Just when everyone is watching the Republican candidates stretch the gamut from serious drama to outrageous farce, Joe’s confrontation with tragedy gives him gravitas and focuses the rest of us on his character. It’s just possible he could defeat the “inevitable” Hillary Clinton for the Democratic presidential nomination, and even make it difficult for the ultimate Republican candidate.
In an interview with Stephen Colbert the other night the veep emphasized the importance of empathy, of understanding the experience, attitudes and emotions of others, a quality scarce among politicians (and nearly everybody else). He explained how he was tutored in empathy by his two sons, Hunter and the late Beau, who kept him from suffering a hardened political facade or an approach to politics that channels human emotions into canned emotional sound bites.
The vice president described how once, after he finished talking to 70 million people, his sons, alone with him, spoke of what’s important. “Look at us, dad,” they said. [We] are your home base. Remember who you are.” Joe has never wandered far from that home base.
The conversation with Stephen Colbert was remarkable because it lacked the emotional cant we’ve grown accustomed to hearing from leaders when they speak of family, faith and community. When he was asked how he kept the counsel of his soul in a political city populated by talented liars, he gave a succinct answer. “I commuted back to Delaware every night.”

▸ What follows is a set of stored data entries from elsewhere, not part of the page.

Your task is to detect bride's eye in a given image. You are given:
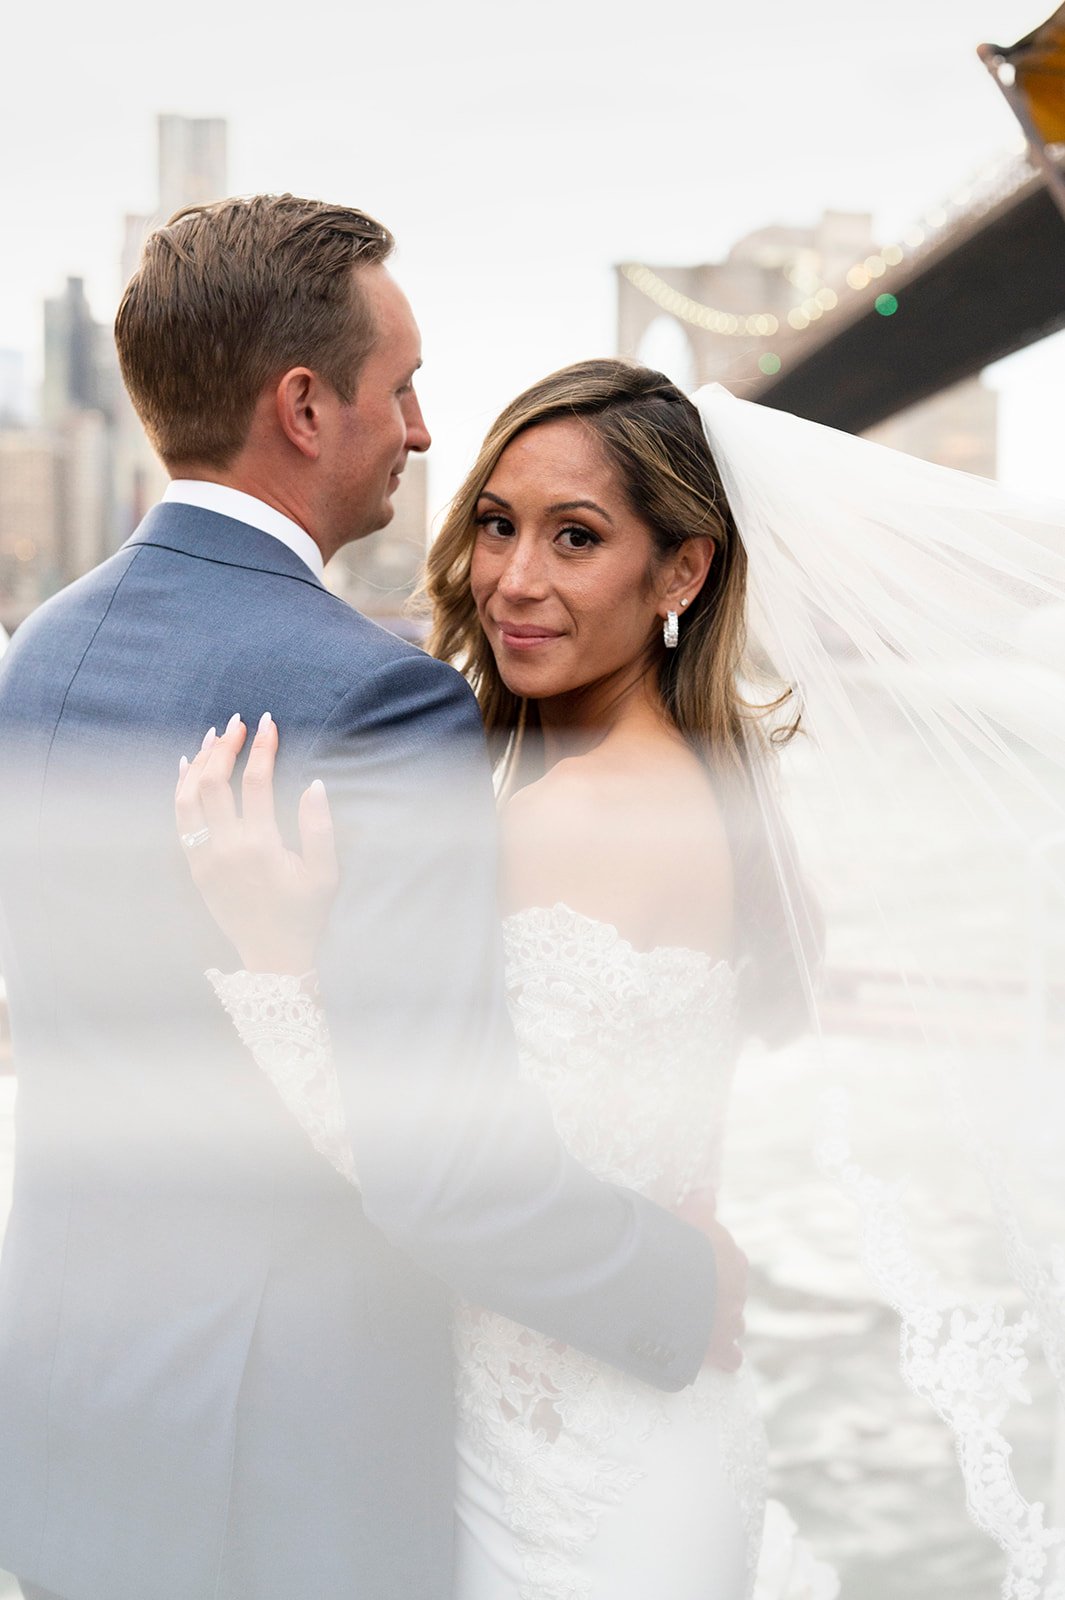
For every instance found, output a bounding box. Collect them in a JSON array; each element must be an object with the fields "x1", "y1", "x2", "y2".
[
  {"x1": 556, "y1": 525, "x2": 601, "y2": 551},
  {"x1": 476, "y1": 513, "x2": 515, "y2": 539}
]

Suddenly we remembered why the Founding Fathers expected members of Congress to live in their home states rather than in Washington, to stay in touch with their roots. As Washington grew, Congress spent increasing time in the capital, losing a sense of what’s important in the home base.
At the moment Hillary Clinton is flooding the social media with nostalgic photographs of her as a younger woman, to remind female fans how she was “fighting for women” before feminism was cool. From Wellesley, Yale Law School, the Children’s Defense Fund and trying to reform public schools as first lady of Arkansas, she had the women’s backs, or so she says.
“The pictures of her early years are important in telling her story, where she came from, the moments that shaped her life,” Jim Margolis, her media adviser, tells Politico. “It’s not just talk, it’s not more promises, but you can count on her to fight for you, because that’s what she’s always done.”
But nostalgia is a double-edged nail file for Hillary, because the numbers of voters who simply don’t trust her are growing. Her past reminds them of why. Recent polls testify to a dramatic decline in support from women. A remarkable 71 percent of Democratic-leaning women said in a Washington Post-ABC News poll in July they planned to vote for her. Only 42 percent say that today. Even more troubling are the accompanying interviews, with the reasons why women feel as they do.
Maya Chenevert, a community college student in Columbus, Ohio, tells The Washington Post how her excitement for Hillary went back to 2008, when she was 13 years old. She was as excited as her mother about the prospect of Hillary as the first woman president. The grownup Maya is shorn of her illusions, and has persuaded her mother that Hillary is no longer the “right woman.”
The bloom has faded from the rose of the idea that the former first lady, former senator, former secretary of state can be that “right woman.” The battle cry, “Ready for Hillary,” always meant “ready for a woman,” but the mites and thrips have nibbled at the faded rose. Her explanation of why she needed a personal email server, when no one else can have one, leaves her with deep scars and diminished luster.
The extensive experience that Hillary added to her resume as secretary of state was undercut by her need to protect her records from the public. She has been in this place before. Records of her work at the Rose Law Firm in Little Rock, which might have answered questions about the Whitewater scandal, and the sacking of the employees of the White House travel office so their jobs could go to friends, were “lost,” and later mysteriously reappeared at the White House. A younger generation would never have been reminded of all that but for the personal email server. Even women who like Hillary are now saying she’s “too divisive,” “shows “bad judgment,” and “can’t be trusted.” Not exactly what voters look for in a president.
If the issue for Democratic voters becomes character and integrity, and decide that Hillary has none, it’s Joe Biden they may look to to come to the aid of the party.
• Suzanne Fields is a columnist for The Washington Times and is nationally syndicated.